O nome krenak é constituído por
dois termos: um é a primeira partícula, kre, que significa
cabeça, a outra, nak, significa terra. Krenak é a herança
que recebemos dos nossos antepassados, das nossas memórias de
origem, que nos identifica como “cabeça da terra”, como uma
humanidade que não consegue se conceber sem essa conexão, sem essa
profunda comunhão com a terra. Não a terra como um sítio, mas como
esse lugar que todos compartilhamos, e do qual nós, os Krenak, nos
sentimos cada vez mais desraigados — desse lugar que para nós
sempre foi sagrado, mas que percebemos que nossos vizinhos têm quase
vergonha de admitir que pode ser visto assim. Quando nós falamos que
o nosso rio é sagrado, as pessoas dizem: “Isso é algum folclore
deles”; quando dizemos que a montanha está mostrando que vai
chover e que esse dia vai ser um dia próspero, um dia bom, eles
dizem: “Não, uma montanha não fala nada”.
Quando despersonalizamos o rio, a
montanha, quando tiramos deles os seus sentidos, considerando que
isso é atributo exclusivo dos humanos, nós liberamos esses lugares
para que se tornem resíduos da atividade industrial e extrativista.
Do nosso divórcio das integrações e interações com a nossa mãe,
a Terra, resulta que ela está nos deixando órfãos, não só aos
que em diferente graduação são chamados de índios, indígenas ou
povos indígenas, mas a todos. Tomara que estes encontros criativos
que ainda estamos tendo a oportunidade de manter animem a nossa
prática, a nossa ação, e nos deem coragem para sair de uma atitude
de negação da vida para um compromisso com a vida, em qualquer
lugar, superando as nossas incapacidades de estender a visão a
lugares para além daqueles a que estamos apegados e onde vivemos,
assim como às formas de sociabilidade e de organização de que uma
grande parte dessa comunidade humana está excluída, que em última
instância gastam toda a força da Terra para suprir a sua demanda de
mercadorias, segurança e consumo.
Como reconhecer um lugar de contato entre
esses mundos, que têm tanta origem comum, mas que se descolaram a
ponto de termos hoje, num extremo, gente que precisa viver de um rio
e, no outro, gente que consome rios como um recurso?

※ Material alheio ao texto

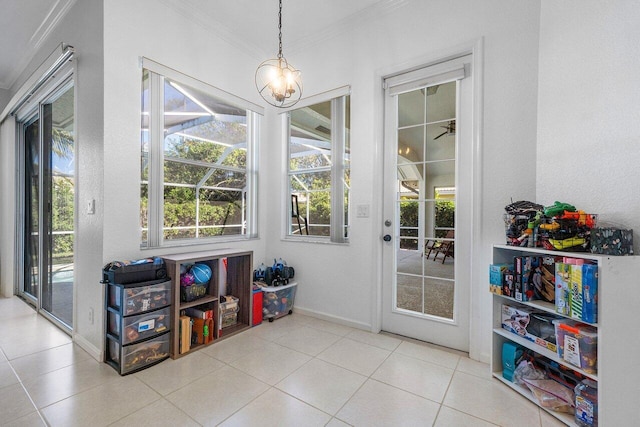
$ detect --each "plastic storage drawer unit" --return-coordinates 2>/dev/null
[107,332,169,375]
[262,282,298,322]
[107,307,171,344]
[553,320,598,374]
[107,280,171,316]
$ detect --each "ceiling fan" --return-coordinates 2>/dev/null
[433,120,456,141]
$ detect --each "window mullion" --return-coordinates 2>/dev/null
[147,72,164,247]
[331,96,346,243]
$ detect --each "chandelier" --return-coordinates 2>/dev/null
[256,0,302,108]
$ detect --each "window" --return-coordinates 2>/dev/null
[140,58,262,247]
[287,88,350,243]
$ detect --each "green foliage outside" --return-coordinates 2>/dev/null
[400,199,456,250]
[140,120,247,239]
[51,177,74,264]
[51,128,75,264]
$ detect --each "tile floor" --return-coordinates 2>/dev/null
[0,298,561,427]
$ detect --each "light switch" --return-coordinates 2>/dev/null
[356,205,369,218]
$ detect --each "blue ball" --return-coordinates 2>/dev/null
[191,263,211,283]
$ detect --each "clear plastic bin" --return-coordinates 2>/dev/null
[107,280,171,316]
[107,333,170,375]
[262,282,298,322]
[107,307,171,344]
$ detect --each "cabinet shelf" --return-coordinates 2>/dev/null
[493,328,598,381]
[163,249,253,359]
[179,295,218,310]
[490,245,640,426]
[494,294,598,328]
[493,371,578,427]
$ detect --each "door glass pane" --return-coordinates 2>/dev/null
[24,120,40,298]
[42,86,75,326]
[396,82,456,319]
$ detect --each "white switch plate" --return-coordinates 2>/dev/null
[356,205,369,218]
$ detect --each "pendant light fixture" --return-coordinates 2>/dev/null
[256,0,302,108]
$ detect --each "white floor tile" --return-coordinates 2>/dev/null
[242,316,306,341]
[221,388,331,427]
[134,351,225,396]
[433,406,495,427]
[200,333,268,363]
[318,338,391,377]
[231,343,311,385]
[395,341,460,369]
[345,329,402,351]
[2,412,46,427]
[336,380,440,426]
[443,372,540,427]
[0,298,563,427]
[0,324,71,361]
[0,361,20,388]
[326,417,351,427]
[371,353,454,403]
[456,357,491,379]
[11,343,92,382]
[275,326,340,356]
[540,409,565,427]
[109,399,200,427]
[0,384,36,423]
[307,319,355,337]
[166,364,269,426]
[24,359,120,408]
[276,359,366,415]
[41,375,160,427]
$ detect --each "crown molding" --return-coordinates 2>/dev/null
[0,0,76,89]
[287,0,413,53]
[158,0,413,61]
[159,0,272,61]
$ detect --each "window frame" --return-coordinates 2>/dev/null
[281,86,351,244]
[139,57,264,249]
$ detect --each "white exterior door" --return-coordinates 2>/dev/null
[382,55,473,351]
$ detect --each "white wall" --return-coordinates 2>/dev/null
[0,117,17,297]
[102,0,269,354]
[2,0,540,360]
[536,0,640,242]
[267,1,540,360]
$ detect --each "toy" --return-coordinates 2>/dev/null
[180,272,196,286]
[190,263,212,283]
[543,201,576,217]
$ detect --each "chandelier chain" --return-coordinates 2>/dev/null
[278,0,282,59]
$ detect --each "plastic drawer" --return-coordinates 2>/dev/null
[107,307,171,344]
[107,332,170,375]
[107,280,171,316]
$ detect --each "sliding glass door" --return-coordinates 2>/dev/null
[19,80,76,331]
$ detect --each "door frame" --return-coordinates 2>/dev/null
[371,37,485,358]
[11,61,78,335]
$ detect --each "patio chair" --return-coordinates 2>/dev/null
[424,230,455,264]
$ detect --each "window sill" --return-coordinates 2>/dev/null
[140,236,260,251]
[280,236,349,246]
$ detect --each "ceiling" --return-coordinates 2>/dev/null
[0,0,392,89]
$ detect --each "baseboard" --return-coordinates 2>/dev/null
[293,305,371,332]
[73,333,104,362]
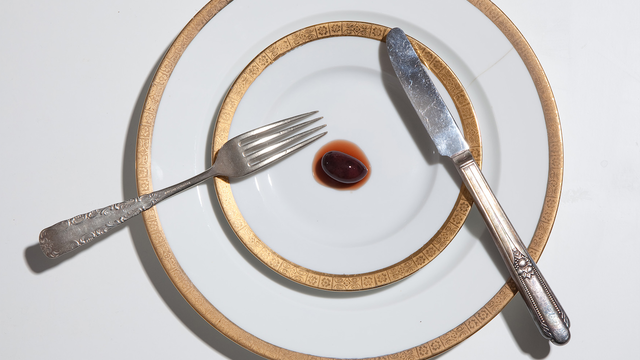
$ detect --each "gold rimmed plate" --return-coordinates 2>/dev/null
[212,21,482,291]
[136,0,562,359]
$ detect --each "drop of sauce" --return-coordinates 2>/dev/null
[312,140,371,190]
[321,151,369,184]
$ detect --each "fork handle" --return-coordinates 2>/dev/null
[39,169,215,259]
[452,151,571,345]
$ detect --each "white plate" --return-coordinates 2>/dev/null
[137,0,562,358]
[214,21,481,291]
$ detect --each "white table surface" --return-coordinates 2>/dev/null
[0,0,640,359]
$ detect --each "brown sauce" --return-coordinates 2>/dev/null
[312,140,371,190]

A respeito dessa
ideia de recurso que se atribui a uma montanha, a um rio, a uma
floresta, em que lugar podemos descobrir um contato entre as nossas
visões que nos tire desse estado de não reconhecimento uns dos
outros?
Quando eu sugeri que falaria do sonho e
da terra, eu queria comunicar a vocês um lugar, uma prática que é
percebida em diferentes culturas, em diferentes povos, de reconhecer
essa instituição do sonho não como experiência cotidiana de
dormir e sonhar, mas como exercício disciplinado de buscar no sonho
as orientações para as nossas escolhas do dia a dia.
Para algumas pessoas, a ideia de sonhar é
abdicar da realidade, é renunciar ao sentido prático da vida.
Porém, também podemos encontrar quem não veria sentido na vida se
não fosse informado por sonhos, nos quais pode buscar os cantos, a
cura, a inspiração e mesmo a resolução de questões práticas que
não consegue discernir, cujas escolhas não consegue fazer fora do
sonho, mas que ali estão abertas como possibilidades. Fiquei muito
apaziguado comigo mesmo hoje à tarde, quando mais de uma colega das
que falaram aqui trouxeram a referência a essa instituição do
sonho não como uma experiência onírica, mas como uma disciplina
relacionada à formação, à cosmovisão, à tradição de
diferentes povos que têm no sonho um caminho de aprendizado, de
autoconhecimento sobre a vida, e a aplicação desse conhecimento na
sua interação com o mundo e com as outras pessoas.